In 1991, geriatrician Mark Beers published a landmark paper identifying medications that should be used with caution or avoided in older adults. The document, now maintained by the American Geriatrics Society and updated every three years, is known as the Beers Criteria, or informally, "the Beers List."
It exists because adults over 65 have physiological changes that make certain medications significantly more dangerous for them than for younger adults. The drugs on the list are not necessarily bad drugs, many have legitimate uses at any age, but their risk to benefit ratio shifts meaningfully as we age.
The most recent version (2023) of the Beers Criteria includes 35 categories of medications. Here are the ones most frequently encountered at community pharmacies.
Diphenhydramine (Benadryl) and Similar Antihistamines
This is perhaps the most commonly encountered Beers List issue in community pharmacy. Diphenhydramine is the active ingredient in Benadryl, but it also appears as the "PM" ingredient in dozens of widely used products: Tylenol PM, Advil PM, ZzzQuil, Unisom SleepTabs, and many store brand nighttime cold and allergy medications.
In older adults, diphenhydramine causes:
- Significant sedation and next day grogginess
- Increased fall risk, the number one medication related injury concern in seniors
- Confusion and delirium (particularly in patients with any degree of dementia)
- Urinary retention
- Constipation
- Dry mouth and dry eyes
For pain relief with sleep, acetaminophen alone is safer. For allergy symptoms, loratadine, cetirizine, or fexofenadine are better choices. For insomnia, a conversation with a physician about non pharmacological approaches or safer medications is warranted.
Benzodiazepines (Xanax, Valium, Ativan, Klonopin, Restoril)
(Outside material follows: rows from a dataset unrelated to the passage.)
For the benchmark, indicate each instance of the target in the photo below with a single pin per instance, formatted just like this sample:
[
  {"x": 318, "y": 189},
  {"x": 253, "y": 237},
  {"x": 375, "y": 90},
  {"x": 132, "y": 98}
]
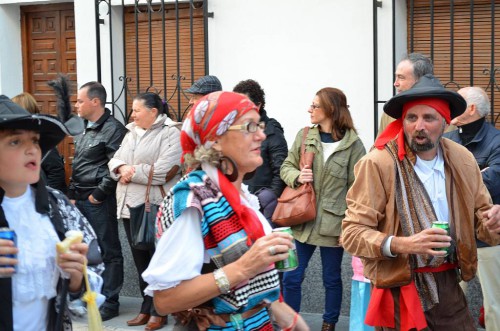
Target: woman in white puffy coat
[{"x": 153, "y": 139}]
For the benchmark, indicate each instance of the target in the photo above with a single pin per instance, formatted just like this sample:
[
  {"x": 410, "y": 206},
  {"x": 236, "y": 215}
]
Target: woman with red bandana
[{"x": 214, "y": 262}]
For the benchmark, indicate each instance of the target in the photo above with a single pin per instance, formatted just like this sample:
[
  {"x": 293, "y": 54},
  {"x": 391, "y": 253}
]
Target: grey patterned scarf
[{"x": 416, "y": 213}]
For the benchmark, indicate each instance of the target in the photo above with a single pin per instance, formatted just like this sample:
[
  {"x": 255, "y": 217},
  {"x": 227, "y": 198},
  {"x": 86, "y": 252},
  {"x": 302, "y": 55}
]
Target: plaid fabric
[{"x": 205, "y": 85}]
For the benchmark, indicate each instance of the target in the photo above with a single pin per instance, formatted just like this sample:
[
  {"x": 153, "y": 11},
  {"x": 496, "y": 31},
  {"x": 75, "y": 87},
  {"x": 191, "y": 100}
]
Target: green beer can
[
  {"x": 292, "y": 262},
  {"x": 444, "y": 226}
]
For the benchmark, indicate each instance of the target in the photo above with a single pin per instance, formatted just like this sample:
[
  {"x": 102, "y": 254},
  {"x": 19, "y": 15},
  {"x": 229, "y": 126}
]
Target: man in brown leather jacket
[{"x": 411, "y": 179}]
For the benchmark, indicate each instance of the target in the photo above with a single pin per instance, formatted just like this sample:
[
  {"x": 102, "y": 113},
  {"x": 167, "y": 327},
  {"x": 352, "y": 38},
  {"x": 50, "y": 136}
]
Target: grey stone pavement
[{"x": 312, "y": 296}]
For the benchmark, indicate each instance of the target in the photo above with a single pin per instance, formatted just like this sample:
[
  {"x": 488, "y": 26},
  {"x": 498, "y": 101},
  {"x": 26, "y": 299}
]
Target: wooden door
[
  {"x": 472, "y": 51},
  {"x": 49, "y": 48}
]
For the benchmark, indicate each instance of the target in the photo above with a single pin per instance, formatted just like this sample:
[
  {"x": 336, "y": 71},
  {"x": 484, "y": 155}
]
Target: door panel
[{"x": 49, "y": 48}]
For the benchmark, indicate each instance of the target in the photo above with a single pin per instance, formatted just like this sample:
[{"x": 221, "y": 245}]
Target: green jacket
[{"x": 331, "y": 182}]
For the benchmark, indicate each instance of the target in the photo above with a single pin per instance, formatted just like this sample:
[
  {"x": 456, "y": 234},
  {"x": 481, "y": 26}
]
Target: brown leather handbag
[{"x": 297, "y": 205}]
The Beers Criteria explicitly recommends avoiding benzodiazepines in older adults for insomnia, agitation, or anxiety due to:
- Increased risk of cognitive impairment, delirium, falls, and fractures
- Motor vehicle accidents
- Respiratory depression risk when combined with other CNS depressants
Benzodiazepines are highly habit forming, and what began as short term use often becomes long term dependence. In older adults, the drug is eliminated more slowly, leading to accumulation and prolonged sedation.
The same concerns apply to sleep medications in the "Z drug" class: zolpidem (Ambien), eszopiclone (Lunesta), and zaleplon (Sonata), which also appear on the Beers List.
Muscle Relaxants (Flexeril, Soma, Robaxin)
Cyclobenzaprine (Flexeril), carisoprodol (Soma), methocarbamol (Robaxin), and similar muscle relaxants are Beers Listed because:
- They are poorly tolerated in older adults
- The anticholinergic effects increase fall risk and cause confusion
- Evidence for their effectiveness in older adults is limited
- Safer alternatives for musculoskeletal pain exist
Nonsteroidal anti inflammatories (NSAIDs) also appear on the Beers List for extended use in seniors, not because they should never be used, but because GI bleeding risk, cardiovascular risk, and kidney toxicity are all elevated in older adults, making long term regular NSAID use problematic.
Digoxin (Above 0.125 mg/day)
Digoxin is used for heart failure and atrial fibrillation. At higher doses, it has a narrow therapeutic window and toxicity risk increases with age due to reduced kidney clearance. The Beers Criteria recommends doses above 0.125 mg/day be avoided in older adults.
Sliding Scale Insulin
Long term sliding scale insulin regimens without a basal insulin component are associated with excessive hypoglycemia episodes in older adults. Tighter insulin management approaches are preferred.
Common OTC Medications on the List
Seniors often assume OTC means safe. Not always. Beers List OTC medications to use cautiously or avoid:
How to Use This Information
The Beers Criteria is a clinical tool, not an absolute prohibition list. "Potentially inappropriate" does not mean "never appropriate", it means the prescriber and pharmacist should review whether the drug is still the best option given the patient's current situation.
If a medication on your list appears on the Beers Criteria:
- Do not stop it on your own, some of these have serious withdrawal or discontinuation effects
- Raise the concern with your prescriber at your next appointment
- Ask your pharmacist whether alternatives are available
- Ask whether the original reason for the medication still applies
A comprehensive medication review with a pharmacist is the right structure for this conversation.
This article is for general information only and is not a substitute for personalized medical advice. Before starting or changing any medication, including over the counter products and supplements, talk with your pharmacist or physician about your specific situation.